The main difference with AdjacencyList is that Hybrid stores a list of edges, simplifying the implementation of iteredges and size, and decreasing the time complexity of size to O(1).

Whither Abstract Base Classes?

There's one other way to make a protocol explicit: an Abstract Base Class (ABC). An ABC is a class that defines one or more abstract methods to be implemented by subclasses.

It's possible to declare Graph as an ABC like so.

from abc import ABC

class Graph(ABC):
    pass

The distinction between Protocol and ABC is both subtle and important. A Protocol requires nothing from a conforming class other than a set of methods. An ABC, on the other hand, requires an inheritance relationship.

from pygraph import Graph

class ConcreteGraph(Graph):
    # method overrides
    pass

Under ABC, a class can implement all Graph methods and still be rejected by the type checker if it fails to also inherit from Graph. Using Protocol, however, any class with a conforming interface will be considered a valid Graph.

I bring this up because of the unfortunate fact of graph life that many algorithms are computationally demanding. One way to improve performance is to implement those algorithms in a fast language such as C, C++, or Rust. (I'll have more to say about Graph and Rust in future articles.) Depending on the tooling around that low-level implementation, it may not be feasible to ensure an inheritance relationship with a graph ABC. For now, the advantage goes to Protocol.

Other Graph Implementations

It may not seem like it, but there's a lot more to implementing Graph than what's been discussed here.
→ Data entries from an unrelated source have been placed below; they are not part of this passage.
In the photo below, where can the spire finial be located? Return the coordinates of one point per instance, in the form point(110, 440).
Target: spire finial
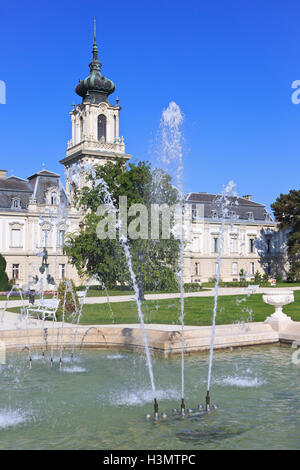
point(95, 47)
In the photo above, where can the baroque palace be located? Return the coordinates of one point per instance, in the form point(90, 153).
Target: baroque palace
point(36, 213)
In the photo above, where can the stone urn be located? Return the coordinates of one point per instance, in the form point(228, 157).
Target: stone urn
point(278, 298)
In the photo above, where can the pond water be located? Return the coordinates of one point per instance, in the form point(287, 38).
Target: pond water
point(100, 401)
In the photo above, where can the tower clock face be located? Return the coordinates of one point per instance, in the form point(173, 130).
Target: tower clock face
point(101, 126)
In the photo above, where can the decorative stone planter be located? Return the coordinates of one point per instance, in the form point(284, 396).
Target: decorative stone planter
point(278, 298)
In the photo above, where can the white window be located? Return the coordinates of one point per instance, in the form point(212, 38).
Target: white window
point(15, 237)
point(233, 245)
point(61, 238)
point(196, 244)
point(53, 199)
point(194, 212)
point(16, 271)
point(62, 271)
point(251, 245)
point(45, 238)
point(16, 203)
point(215, 245)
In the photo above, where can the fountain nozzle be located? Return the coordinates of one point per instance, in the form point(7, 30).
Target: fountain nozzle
point(155, 409)
point(207, 401)
point(182, 407)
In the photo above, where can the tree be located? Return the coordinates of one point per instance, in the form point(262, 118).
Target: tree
point(287, 211)
point(4, 283)
point(154, 260)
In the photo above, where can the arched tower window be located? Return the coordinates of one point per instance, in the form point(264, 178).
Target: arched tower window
point(81, 128)
point(101, 127)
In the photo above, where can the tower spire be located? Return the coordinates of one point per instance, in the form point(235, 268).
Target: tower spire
point(95, 47)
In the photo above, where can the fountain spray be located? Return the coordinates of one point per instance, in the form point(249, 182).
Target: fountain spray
point(171, 121)
point(124, 243)
point(155, 409)
point(223, 202)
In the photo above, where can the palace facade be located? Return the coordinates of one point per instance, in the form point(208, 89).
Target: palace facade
point(37, 213)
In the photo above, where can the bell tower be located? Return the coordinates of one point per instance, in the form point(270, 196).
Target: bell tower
point(95, 124)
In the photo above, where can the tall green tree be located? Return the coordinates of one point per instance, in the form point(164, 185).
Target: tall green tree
point(287, 211)
point(154, 261)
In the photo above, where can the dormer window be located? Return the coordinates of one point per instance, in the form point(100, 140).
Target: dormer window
point(16, 203)
point(53, 199)
point(268, 217)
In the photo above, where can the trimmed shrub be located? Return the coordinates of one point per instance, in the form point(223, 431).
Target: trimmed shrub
point(69, 298)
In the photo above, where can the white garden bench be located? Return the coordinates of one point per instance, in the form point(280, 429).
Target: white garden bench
point(81, 296)
point(252, 289)
point(45, 308)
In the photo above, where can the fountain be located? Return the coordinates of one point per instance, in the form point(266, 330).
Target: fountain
point(98, 399)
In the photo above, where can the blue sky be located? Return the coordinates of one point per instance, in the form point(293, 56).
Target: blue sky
point(228, 64)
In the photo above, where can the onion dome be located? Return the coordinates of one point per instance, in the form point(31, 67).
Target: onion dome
point(95, 88)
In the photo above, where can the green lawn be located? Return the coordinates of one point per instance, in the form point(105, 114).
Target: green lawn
point(198, 311)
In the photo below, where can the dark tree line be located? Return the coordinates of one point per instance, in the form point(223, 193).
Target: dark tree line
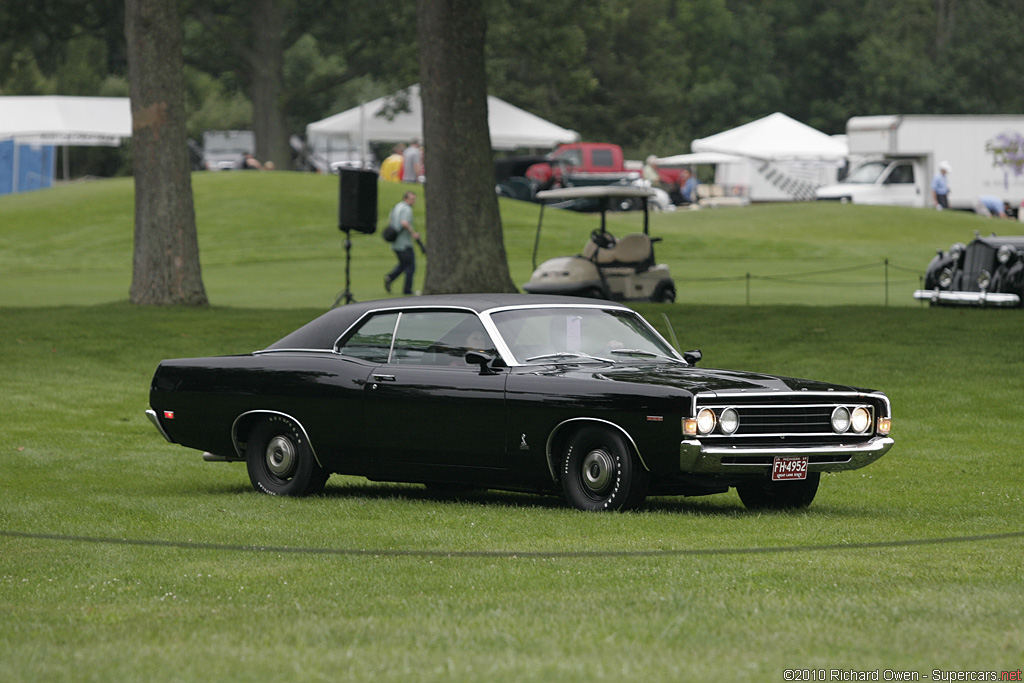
point(650, 76)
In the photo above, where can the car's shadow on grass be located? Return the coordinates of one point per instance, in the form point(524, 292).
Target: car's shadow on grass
point(721, 505)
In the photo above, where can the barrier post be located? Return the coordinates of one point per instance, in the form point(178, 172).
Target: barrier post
point(887, 283)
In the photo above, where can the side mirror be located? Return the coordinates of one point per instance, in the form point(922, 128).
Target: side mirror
point(484, 360)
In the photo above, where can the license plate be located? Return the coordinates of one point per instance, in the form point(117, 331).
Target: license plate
point(788, 468)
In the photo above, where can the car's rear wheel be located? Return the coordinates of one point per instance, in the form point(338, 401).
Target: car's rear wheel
point(768, 495)
point(280, 460)
point(600, 472)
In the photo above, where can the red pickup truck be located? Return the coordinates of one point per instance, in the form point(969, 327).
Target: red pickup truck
point(591, 164)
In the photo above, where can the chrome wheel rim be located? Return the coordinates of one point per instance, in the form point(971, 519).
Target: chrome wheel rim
point(597, 471)
point(281, 456)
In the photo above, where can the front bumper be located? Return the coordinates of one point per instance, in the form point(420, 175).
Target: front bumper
point(968, 298)
point(697, 458)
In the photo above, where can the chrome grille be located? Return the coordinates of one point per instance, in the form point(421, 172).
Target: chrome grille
point(768, 420)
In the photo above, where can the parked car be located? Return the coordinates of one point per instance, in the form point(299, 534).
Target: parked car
point(532, 393)
point(624, 269)
point(989, 271)
point(226, 150)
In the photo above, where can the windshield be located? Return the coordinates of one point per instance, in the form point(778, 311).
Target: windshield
point(569, 335)
point(866, 173)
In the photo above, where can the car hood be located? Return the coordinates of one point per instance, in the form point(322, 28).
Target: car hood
point(698, 380)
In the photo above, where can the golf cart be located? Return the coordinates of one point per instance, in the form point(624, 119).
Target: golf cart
point(622, 269)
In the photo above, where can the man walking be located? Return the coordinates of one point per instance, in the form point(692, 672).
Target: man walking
point(401, 220)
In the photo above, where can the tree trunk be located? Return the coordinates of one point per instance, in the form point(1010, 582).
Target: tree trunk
point(165, 264)
point(266, 59)
point(466, 246)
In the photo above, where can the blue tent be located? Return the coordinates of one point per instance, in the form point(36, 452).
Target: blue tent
point(25, 167)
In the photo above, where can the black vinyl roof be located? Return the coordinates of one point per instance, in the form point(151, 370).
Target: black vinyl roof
point(323, 332)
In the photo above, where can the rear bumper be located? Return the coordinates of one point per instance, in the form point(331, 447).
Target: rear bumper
point(156, 422)
point(968, 298)
point(697, 458)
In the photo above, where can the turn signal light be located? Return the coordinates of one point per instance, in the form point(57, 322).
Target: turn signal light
point(885, 425)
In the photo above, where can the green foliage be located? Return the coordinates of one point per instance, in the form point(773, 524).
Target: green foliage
point(649, 76)
point(128, 558)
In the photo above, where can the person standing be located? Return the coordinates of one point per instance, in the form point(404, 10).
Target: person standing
point(414, 163)
point(401, 220)
point(940, 186)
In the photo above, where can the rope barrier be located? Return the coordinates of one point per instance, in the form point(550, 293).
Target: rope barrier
point(796, 279)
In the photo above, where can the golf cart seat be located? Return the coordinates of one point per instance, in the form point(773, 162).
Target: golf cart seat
point(634, 251)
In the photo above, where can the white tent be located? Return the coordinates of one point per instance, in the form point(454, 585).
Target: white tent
point(59, 120)
point(775, 137)
point(30, 127)
point(511, 127)
point(784, 160)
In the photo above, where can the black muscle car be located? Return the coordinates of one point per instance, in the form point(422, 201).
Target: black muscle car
point(989, 271)
point(534, 393)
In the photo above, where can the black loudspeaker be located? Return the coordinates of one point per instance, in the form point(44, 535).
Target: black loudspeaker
point(357, 202)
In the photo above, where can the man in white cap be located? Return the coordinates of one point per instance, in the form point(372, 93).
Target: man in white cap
point(940, 186)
That's because there are so many different kinds of graphs. Consider a matching, which is a graph in which every node has degree one. An AdjacencyList would certainly do the job, but it would be overkill. A backing dict[int, int] would do the job more efficiently and simply. Similar considerations apply for other specialized graphs.
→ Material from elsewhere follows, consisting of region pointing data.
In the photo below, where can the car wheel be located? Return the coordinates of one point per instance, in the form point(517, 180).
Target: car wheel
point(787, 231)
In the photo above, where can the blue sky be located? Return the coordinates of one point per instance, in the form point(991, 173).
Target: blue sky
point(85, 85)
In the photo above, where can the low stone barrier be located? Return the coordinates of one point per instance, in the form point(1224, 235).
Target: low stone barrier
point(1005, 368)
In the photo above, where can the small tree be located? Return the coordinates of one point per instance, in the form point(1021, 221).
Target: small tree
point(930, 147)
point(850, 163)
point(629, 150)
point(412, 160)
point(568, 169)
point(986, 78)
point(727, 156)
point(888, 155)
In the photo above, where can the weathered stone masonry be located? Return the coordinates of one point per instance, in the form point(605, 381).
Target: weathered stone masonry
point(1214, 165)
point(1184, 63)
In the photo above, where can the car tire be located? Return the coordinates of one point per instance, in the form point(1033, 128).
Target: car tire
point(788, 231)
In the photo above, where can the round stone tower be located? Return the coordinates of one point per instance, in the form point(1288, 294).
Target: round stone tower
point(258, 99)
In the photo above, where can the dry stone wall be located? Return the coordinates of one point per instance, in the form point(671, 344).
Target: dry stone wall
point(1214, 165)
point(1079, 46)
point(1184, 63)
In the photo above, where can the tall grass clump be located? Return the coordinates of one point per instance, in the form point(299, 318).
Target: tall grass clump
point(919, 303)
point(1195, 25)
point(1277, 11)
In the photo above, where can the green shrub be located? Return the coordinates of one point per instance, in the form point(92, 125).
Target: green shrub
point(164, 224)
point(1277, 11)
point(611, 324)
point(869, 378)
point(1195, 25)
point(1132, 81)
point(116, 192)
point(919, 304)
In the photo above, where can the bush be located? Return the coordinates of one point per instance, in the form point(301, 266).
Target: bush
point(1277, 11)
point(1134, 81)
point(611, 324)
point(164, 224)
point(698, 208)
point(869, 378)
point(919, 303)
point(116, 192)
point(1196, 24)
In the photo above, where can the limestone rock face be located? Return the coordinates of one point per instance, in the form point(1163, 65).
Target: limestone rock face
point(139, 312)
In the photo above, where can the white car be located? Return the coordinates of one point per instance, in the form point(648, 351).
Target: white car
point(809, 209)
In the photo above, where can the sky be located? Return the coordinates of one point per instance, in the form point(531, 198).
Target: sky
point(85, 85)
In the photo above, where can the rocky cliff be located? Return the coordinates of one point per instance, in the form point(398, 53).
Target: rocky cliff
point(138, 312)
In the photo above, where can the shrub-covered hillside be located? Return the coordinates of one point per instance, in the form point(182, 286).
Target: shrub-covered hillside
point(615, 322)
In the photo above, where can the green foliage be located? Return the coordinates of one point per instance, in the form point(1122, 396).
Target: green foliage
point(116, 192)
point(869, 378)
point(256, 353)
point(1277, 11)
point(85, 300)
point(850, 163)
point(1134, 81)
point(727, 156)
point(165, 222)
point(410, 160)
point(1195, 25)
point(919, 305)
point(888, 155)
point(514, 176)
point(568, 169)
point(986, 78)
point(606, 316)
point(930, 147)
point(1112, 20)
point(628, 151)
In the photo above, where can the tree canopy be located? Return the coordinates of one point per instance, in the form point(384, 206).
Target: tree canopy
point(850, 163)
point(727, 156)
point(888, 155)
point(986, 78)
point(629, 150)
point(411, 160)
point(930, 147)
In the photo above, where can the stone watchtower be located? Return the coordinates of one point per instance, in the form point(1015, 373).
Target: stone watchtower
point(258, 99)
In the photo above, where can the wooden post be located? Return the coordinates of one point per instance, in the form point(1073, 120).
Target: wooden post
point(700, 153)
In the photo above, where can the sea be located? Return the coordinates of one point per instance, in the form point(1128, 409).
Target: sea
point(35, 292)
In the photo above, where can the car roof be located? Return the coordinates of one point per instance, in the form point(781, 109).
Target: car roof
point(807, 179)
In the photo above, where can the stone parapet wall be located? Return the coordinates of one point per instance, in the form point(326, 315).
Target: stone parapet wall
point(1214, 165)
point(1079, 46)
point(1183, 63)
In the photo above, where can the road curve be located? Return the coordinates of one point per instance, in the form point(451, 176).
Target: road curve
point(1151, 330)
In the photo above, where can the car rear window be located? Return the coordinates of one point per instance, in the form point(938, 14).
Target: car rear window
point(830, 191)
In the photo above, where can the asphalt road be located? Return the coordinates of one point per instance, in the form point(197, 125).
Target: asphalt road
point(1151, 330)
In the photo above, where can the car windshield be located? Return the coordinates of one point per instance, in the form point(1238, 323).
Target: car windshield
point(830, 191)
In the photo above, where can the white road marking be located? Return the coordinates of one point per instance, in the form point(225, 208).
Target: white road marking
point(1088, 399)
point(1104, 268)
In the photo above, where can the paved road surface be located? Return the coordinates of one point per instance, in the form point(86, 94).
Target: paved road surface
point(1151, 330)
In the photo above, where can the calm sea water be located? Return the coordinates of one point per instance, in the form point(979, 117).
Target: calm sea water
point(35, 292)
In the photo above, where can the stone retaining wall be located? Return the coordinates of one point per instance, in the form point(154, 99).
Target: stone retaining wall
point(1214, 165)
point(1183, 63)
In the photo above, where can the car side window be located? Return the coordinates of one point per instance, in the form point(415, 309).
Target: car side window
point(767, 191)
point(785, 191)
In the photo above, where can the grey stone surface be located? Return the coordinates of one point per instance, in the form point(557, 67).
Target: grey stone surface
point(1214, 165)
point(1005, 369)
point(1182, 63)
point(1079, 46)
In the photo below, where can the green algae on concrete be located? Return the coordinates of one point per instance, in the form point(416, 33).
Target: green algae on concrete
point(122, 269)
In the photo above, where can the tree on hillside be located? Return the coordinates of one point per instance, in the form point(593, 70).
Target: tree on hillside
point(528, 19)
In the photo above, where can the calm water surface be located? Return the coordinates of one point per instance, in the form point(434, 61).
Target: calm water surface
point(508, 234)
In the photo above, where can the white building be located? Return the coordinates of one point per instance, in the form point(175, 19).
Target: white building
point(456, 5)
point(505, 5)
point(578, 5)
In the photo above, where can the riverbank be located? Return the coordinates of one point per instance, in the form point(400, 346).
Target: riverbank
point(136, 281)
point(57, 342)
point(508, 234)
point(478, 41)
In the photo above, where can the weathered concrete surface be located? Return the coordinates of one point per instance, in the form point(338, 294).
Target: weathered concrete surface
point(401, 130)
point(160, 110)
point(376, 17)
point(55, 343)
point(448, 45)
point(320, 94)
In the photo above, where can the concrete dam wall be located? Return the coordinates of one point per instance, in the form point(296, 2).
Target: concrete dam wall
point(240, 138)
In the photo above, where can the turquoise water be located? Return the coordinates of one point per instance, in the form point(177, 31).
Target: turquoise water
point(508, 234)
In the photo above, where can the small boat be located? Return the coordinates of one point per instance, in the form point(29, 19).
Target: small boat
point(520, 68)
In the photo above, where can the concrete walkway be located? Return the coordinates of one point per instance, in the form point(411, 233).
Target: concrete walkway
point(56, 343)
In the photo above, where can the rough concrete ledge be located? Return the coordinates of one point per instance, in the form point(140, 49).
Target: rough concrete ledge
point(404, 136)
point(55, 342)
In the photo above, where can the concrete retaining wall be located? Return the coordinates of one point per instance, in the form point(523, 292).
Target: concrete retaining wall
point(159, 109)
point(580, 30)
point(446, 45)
Higher complexity is also possible. This article doesn't deal with the topic of loops, parallel edges or directed edges. Although the minimal graph API is compatible with them, concrete implementations may not be. This can lead to conflict should, for example, a function accepting a Graph as an argument assume that loops are disallowed whereas an implementation does not. For this reason, a Graph Protocol must declare its assumptions about disallowed graph features so that subclasses can behave accordingly.

Consistency and Cohesion

The existence of a Graph Protocol makes it possible to write code that works with a well-defined interface, disregarding any and all implementation details of the underlying graph object. This article has outlined some clear advantages with regard to Python, but there's more to it than that. Graph capabilities factor prominently in the early stages of problem formulation. Even pseudocode uses a graph API, although it may not be defined anywhere. Graphs are, of course, used within every programming language. A common set of capabilities across all of the contexts in which graphs appear can benefit not just specific implementations, but designs and ideas.
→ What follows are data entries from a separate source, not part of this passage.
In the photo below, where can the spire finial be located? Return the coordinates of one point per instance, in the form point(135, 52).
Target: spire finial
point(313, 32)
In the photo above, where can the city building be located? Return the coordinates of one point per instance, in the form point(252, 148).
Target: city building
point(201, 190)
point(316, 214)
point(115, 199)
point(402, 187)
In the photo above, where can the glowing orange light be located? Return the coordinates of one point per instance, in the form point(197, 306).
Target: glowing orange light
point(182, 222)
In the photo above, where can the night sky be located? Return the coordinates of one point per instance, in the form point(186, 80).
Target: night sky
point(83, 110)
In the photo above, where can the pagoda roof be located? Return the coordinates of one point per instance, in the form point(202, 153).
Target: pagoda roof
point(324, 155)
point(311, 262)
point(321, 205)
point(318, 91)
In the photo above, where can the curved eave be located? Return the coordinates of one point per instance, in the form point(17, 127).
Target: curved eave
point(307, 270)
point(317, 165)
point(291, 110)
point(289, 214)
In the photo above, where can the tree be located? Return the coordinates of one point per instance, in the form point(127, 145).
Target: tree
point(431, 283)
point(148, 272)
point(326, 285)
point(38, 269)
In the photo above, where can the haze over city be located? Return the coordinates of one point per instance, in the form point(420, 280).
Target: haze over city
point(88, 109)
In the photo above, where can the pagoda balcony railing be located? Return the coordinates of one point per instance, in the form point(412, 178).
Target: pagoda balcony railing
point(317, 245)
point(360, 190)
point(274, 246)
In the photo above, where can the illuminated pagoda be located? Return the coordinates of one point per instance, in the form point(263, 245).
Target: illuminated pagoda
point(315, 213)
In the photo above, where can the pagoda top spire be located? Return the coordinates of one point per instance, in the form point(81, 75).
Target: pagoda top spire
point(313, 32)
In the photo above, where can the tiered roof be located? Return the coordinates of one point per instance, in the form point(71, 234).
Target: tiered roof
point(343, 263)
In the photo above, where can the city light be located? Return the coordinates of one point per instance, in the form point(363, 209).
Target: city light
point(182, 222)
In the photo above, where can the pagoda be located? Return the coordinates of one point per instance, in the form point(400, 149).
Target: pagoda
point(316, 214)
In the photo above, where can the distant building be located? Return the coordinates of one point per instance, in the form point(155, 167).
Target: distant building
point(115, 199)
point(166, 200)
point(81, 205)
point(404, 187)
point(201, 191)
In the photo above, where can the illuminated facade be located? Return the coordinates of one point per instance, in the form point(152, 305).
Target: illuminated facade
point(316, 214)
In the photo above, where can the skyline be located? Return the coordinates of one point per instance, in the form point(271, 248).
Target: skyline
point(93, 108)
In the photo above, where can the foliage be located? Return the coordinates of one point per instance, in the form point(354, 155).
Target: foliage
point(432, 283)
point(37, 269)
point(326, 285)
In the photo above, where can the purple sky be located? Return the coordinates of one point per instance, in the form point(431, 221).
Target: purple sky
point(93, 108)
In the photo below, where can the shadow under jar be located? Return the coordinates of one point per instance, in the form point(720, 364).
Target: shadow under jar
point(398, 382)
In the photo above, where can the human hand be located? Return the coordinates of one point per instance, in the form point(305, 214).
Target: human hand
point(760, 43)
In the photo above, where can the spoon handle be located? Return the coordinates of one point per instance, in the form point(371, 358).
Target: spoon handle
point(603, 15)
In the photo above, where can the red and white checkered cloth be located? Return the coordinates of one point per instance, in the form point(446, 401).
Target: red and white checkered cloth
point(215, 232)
A simple language around graph capabilities, used consistently, offers cohesion and reuse potential that's hard to achieve otherwise.

Conclusion

Although graph theory is a complex topic, the behavior of graph-like objects need not be. Just ten operations suffice to define all of the behaviors associated with graphs. Codifying these behaviors as a Python protocol allows functions to focus on fundamental behaviors rather than implementation idiosyncrasies. Limiting the scope of the Graph protocol makes multiple special-purpose implementations practical. More broadly, a common vocabulary around graph behavior means that concepts, algorithms, and designs developed on one platform can readily be adapted to others.